Although I had expected the racers to reveal their plans sooner, but I wasn't really surprised when they made me take the backseat for almost a whole week. Not knowing things was the worst thing I could think of, especially when they were all centered around me. It was one of those things you never got used to, no matter how thick your skin was.

And anyway, I didn't like staying in one place. Not because it was like solitary confinement, but because anyone could visit me, and I wouldn't be able to turn away from them, even if I had no wish to even look at them.

Prime example, Junhee.

He was one of those people who never gave up—too soft and forgiving to be part of an organization which dealt with cold-blooded killing, which was why it had been hard to even suspect him in the first place. At the beginning, he had tried to reason with me, then apologize, then apologize more, but I hadn't responded. If he had been spying on me for the past three years, he should have known me well enough to know that I wasn't going to forgive him that easily.

And yet, he had stayed true to his personality, sitting by my bed every evening for an hour. It had been irritating, but I had grown to control my anger, though it still affected me from time to time. The best way to deal with people like him wasn't to yell at them, it was to ignore them completely.

But when such a vigorous routine it interrupted, you have to let go of your stubbornness. So when Jun didn't show up at my bedside at six p.m., or six thirty, or even seven, my curiosity peaked.

And, because I had been specifically instructed not to, I got up and decided to look into it.

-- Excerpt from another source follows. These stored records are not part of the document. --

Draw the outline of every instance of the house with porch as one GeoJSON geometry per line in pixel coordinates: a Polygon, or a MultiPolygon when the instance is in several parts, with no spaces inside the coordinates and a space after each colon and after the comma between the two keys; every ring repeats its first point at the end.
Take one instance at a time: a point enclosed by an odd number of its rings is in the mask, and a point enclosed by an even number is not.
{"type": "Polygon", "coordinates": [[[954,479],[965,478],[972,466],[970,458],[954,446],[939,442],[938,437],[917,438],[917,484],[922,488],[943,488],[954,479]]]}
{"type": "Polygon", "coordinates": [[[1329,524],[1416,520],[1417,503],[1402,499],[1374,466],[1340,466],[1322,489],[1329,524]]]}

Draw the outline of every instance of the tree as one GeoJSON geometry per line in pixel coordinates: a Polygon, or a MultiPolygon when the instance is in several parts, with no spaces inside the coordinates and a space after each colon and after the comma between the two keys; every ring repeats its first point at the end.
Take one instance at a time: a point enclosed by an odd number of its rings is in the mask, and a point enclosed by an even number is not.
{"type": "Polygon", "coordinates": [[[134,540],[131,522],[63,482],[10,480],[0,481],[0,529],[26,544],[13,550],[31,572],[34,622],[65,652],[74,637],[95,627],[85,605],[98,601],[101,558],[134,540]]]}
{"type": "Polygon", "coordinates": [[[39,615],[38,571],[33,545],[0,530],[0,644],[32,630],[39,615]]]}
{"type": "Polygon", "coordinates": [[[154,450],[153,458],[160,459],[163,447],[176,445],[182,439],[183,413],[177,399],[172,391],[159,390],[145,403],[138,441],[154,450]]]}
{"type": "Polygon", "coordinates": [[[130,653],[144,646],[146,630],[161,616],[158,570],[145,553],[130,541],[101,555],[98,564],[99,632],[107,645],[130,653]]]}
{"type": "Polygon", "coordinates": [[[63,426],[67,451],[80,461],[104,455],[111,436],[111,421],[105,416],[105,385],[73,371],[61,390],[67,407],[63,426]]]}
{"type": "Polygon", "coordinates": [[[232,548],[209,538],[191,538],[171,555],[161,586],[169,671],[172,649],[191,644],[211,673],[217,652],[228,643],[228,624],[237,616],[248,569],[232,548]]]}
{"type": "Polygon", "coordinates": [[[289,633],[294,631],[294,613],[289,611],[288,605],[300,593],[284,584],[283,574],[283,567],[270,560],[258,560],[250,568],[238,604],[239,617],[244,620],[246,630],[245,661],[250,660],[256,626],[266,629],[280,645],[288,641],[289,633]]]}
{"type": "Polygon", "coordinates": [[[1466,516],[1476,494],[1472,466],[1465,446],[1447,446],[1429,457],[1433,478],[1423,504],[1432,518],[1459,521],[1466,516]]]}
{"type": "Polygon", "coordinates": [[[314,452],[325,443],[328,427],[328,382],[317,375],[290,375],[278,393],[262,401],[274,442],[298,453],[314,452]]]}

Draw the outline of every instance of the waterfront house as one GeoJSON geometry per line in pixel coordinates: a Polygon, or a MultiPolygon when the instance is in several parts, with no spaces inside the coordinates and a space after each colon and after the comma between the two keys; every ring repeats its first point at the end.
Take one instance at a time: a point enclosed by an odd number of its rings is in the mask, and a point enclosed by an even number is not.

I hadn't left my room in so long that my house felt alien when I finally stepped out of it. No one seemed to be around. They probably thought I was being a good little girl and obeying their wishes, which was laughable—the last time they had told me to stay put, I had ended up leaving the country.

There were only two rooms on the second floor, not including the bathroom. The other room was just across the hallway from mine, and I moved towards it now, after having tested my ankle to make sure it would bear my weight. Its door was open just a crack, and my heartbeat spiked. The situation wasn't exactly life-or-death, but it still gave me a rush, especially as I wasn't in a ranger of being killed.